Alak pidió a la Corte que se impida traslados de represores a hospitales militares
El ministro de Justicia y Derechos Humanos solicitó al titular de la Corte que se ordene el cese de traslados de represores al Hospital Militar o a otros centros de atención médica de la fuerza.
El ministro de Justicia y Derechos Humanos, Julio Alak, le pidió hoy al presidente de la Corte Suprema, Ricardo Lorenzetti, que se ordene el cese de traslados de represores al Hospital Militar o a otros centros de atención médica de la fuerza.
Alak le solicitó a Lorenzetti que la Corte dicte una acordada a través de la cual instruya a los tribunales inferiores para que no se dispongan traslados de civiles o militares procesados o condenados por crímenes de lesa humanidad al Hospital Militar Central "Cosme Argerich".
Fue luego de la fuga de los represores Gustavo Ramón De Marchi y Jorge Antonio Olivera, condenados por crímenes de lesa humanidad y traslados desde San Juan a Buenos para someterse a estudios médicos en Hospital Militar.
Alak solicitó que tampoco sean trasladados a otros centros de salud militares, sino que sean derivados al Hospital Penitenciario Central I del Complejo Federal I de Ezeiza.
En la nota al titular de la Corte, Alak señala que "se ha advertido que gran parte de esos traslados ordenados judicialmente no revisten criterios médicos suficientes que justifiquen la atención en dichos nosocomios y el correspondiente operativo de seguridad y traslado".

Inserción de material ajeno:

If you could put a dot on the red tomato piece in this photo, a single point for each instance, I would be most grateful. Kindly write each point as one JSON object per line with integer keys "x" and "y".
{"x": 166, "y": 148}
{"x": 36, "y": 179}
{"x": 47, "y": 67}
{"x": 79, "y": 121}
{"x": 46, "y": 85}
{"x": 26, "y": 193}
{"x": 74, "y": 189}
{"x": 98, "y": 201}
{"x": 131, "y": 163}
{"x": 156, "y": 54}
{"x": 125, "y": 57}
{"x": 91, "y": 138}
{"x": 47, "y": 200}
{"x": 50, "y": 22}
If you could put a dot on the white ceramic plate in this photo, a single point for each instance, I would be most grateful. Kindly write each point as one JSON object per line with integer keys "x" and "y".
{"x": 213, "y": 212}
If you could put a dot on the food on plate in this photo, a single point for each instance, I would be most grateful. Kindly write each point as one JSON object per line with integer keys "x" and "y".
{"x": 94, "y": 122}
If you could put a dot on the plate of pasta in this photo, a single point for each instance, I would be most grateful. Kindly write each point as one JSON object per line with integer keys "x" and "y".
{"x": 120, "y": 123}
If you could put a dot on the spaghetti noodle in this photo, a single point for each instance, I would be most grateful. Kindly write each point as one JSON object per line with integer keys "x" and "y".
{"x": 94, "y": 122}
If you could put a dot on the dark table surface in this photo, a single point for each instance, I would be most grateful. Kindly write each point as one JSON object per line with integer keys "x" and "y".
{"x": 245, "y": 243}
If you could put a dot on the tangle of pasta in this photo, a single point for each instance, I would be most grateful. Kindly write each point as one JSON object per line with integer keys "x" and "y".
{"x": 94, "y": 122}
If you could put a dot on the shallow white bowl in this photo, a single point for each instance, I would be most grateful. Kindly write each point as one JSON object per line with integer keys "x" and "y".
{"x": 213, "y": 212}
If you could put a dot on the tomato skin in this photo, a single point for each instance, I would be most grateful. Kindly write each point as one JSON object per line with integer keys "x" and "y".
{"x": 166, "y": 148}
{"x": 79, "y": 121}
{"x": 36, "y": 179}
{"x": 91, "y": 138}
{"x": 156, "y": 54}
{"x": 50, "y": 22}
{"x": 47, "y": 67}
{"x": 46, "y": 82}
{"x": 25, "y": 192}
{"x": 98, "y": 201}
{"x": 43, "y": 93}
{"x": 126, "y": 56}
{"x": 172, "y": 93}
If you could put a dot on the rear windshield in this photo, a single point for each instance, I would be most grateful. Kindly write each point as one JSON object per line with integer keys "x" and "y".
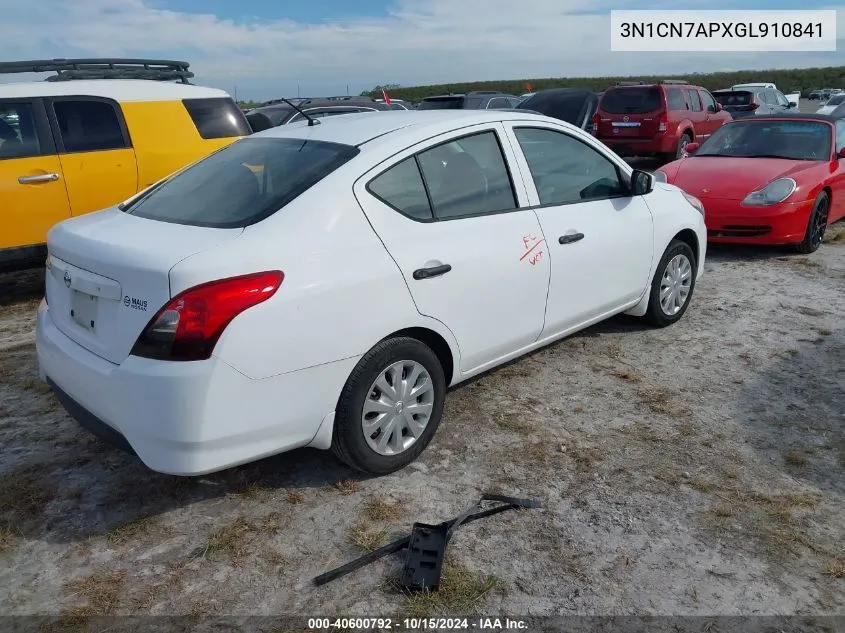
{"x": 566, "y": 107}
{"x": 631, "y": 100}
{"x": 445, "y": 103}
{"x": 243, "y": 183}
{"x": 217, "y": 118}
{"x": 734, "y": 98}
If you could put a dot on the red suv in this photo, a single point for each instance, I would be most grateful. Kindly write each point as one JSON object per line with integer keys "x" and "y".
{"x": 637, "y": 119}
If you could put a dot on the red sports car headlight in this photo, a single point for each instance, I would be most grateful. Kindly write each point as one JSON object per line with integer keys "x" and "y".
{"x": 774, "y": 193}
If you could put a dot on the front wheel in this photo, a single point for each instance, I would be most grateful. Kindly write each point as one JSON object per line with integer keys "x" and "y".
{"x": 390, "y": 407}
{"x": 672, "y": 285}
{"x": 816, "y": 225}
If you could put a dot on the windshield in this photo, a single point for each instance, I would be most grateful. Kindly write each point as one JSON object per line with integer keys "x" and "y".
{"x": 792, "y": 140}
{"x": 242, "y": 183}
{"x": 631, "y": 100}
{"x": 442, "y": 103}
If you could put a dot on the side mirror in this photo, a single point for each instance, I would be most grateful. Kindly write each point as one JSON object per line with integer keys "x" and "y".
{"x": 642, "y": 183}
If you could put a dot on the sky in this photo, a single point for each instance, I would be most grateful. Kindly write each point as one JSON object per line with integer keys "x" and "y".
{"x": 260, "y": 49}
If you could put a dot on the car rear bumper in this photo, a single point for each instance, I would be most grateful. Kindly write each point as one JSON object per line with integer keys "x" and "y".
{"x": 187, "y": 418}
{"x": 641, "y": 146}
{"x": 731, "y": 223}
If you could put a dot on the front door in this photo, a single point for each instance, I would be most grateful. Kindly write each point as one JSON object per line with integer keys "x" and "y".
{"x": 32, "y": 186}
{"x": 447, "y": 212}
{"x": 95, "y": 151}
{"x": 600, "y": 238}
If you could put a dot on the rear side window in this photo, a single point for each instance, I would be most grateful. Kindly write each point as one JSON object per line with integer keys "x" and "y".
{"x": 693, "y": 100}
{"x": 217, "y": 117}
{"x": 89, "y": 126}
{"x": 18, "y": 136}
{"x": 675, "y": 98}
{"x": 243, "y": 183}
{"x": 402, "y": 188}
{"x": 631, "y": 100}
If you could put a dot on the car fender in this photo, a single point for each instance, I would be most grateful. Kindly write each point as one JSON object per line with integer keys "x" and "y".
{"x": 672, "y": 214}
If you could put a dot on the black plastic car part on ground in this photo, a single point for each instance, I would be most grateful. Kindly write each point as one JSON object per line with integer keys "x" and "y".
{"x": 573, "y": 105}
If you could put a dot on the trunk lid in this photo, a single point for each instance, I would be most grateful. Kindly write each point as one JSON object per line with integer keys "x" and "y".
{"x": 630, "y": 112}
{"x": 108, "y": 275}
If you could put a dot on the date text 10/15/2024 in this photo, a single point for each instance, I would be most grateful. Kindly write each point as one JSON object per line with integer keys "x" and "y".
{"x": 417, "y": 624}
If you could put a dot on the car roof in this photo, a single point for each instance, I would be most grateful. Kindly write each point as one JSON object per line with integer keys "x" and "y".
{"x": 357, "y": 129}
{"x": 118, "y": 89}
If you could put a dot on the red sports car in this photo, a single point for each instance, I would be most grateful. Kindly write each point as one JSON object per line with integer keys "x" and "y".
{"x": 774, "y": 179}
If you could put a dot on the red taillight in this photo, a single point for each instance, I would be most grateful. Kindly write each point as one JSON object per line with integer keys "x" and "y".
{"x": 189, "y": 326}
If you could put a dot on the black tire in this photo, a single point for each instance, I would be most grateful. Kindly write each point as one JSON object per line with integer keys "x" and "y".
{"x": 348, "y": 441}
{"x": 655, "y": 315}
{"x": 816, "y": 225}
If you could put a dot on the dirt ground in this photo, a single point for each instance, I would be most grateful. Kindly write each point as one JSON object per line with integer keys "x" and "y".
{"x": 694, "y": 470}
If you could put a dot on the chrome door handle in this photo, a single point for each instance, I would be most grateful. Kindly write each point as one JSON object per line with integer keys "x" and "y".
{"x": 28, "y": 180}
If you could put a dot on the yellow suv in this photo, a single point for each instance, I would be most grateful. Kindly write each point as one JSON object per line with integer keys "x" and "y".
{"x": 93, "y": 135}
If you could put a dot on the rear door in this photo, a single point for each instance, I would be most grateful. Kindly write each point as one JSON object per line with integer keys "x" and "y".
{"x": 447, "y": 210}
{"x": 32, "y": 186}
{"x": 630, "y": 112}
{"x": 600, "y": 239}
{"x": 95, "y": 151}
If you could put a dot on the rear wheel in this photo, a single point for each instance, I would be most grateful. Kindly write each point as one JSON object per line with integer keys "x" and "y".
{"x": 672, "y": 285}
{"x": 816, "y": 225}
{"x": 390, "y": 407}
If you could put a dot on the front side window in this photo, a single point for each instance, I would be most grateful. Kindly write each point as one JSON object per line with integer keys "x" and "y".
{"x": 18, "y": 135}
{"x": 566, "y": 170}
{"x": 89, "y": 126}
{"x": 243, "y": 183}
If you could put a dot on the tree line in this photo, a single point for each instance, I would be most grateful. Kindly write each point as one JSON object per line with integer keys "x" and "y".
{"x": 787, "y": 80}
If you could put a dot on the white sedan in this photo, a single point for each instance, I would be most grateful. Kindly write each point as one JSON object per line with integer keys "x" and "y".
{"x": 322, "y": 285}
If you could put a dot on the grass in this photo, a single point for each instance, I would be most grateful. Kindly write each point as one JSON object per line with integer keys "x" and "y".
{"x": 101, "y": 590}
{"x": 347, "y": 486}
{"x": 366, "y": 537}
{"x": 133, "y": 529}
{"x": 235, "y": 538}
{"x": 797, "y": 457}
{"x": 512, "y": 421}
{"x": 835, "y": 568}
{"x": 460, "y": 592}
{"x": 24, "y": 492}
{"x": 379, "y": 510}
{"x": 772, "y": 519}
{"x": 9, "y": 537}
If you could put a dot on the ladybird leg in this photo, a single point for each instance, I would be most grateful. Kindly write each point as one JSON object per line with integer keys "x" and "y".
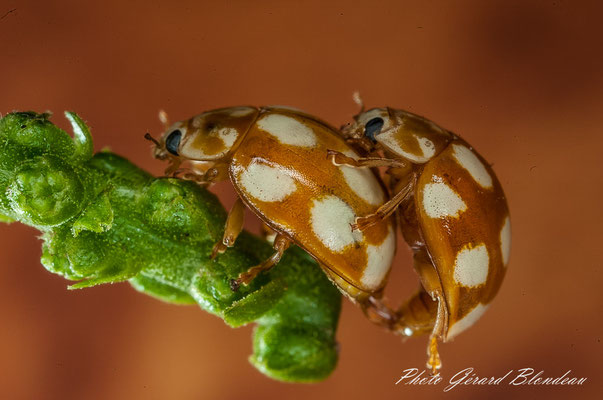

"Atento los hechos de público conocimiento, que dan cuenta de la fuga de dos internos desde el Hospital Militar y la necesidad de que se cumplan con eficacia las resoluciones judiciales de restricción de la libertad de procesados y condenados por delitos de lesa humanidad, solicito el dictado de una Acordada mediante la cual se regule la cuestión planteada y se instruya a los tribunales inferiores para que no dispongan traslados de detenidos civiles o militares de lesa humanidad al Hospital Militar y otra dependencias médicas militares", escribió.
También remarcó que "para el tratamiento médico de los detenidos por crímenes de lesa humanidad, el Servicio Penitenciario Federal cuenta con el Hospital Penitenciario Central I", el cual "está dotado de las especialidades médicas de mediana y alta complejidad, junto con una adecuada infraestructura de seguridad penitenciaria".
Alak también indicó que "ante la eventualidad de que un detenido requiera la asistencia de un especialista que no revistiera en la planta del Hospital Penitenciario de Ezeiza, sugerimos que sea el profesional médico quien se traslade hasta la unidad penitenciaria para brindar el tratamiento correspondiente".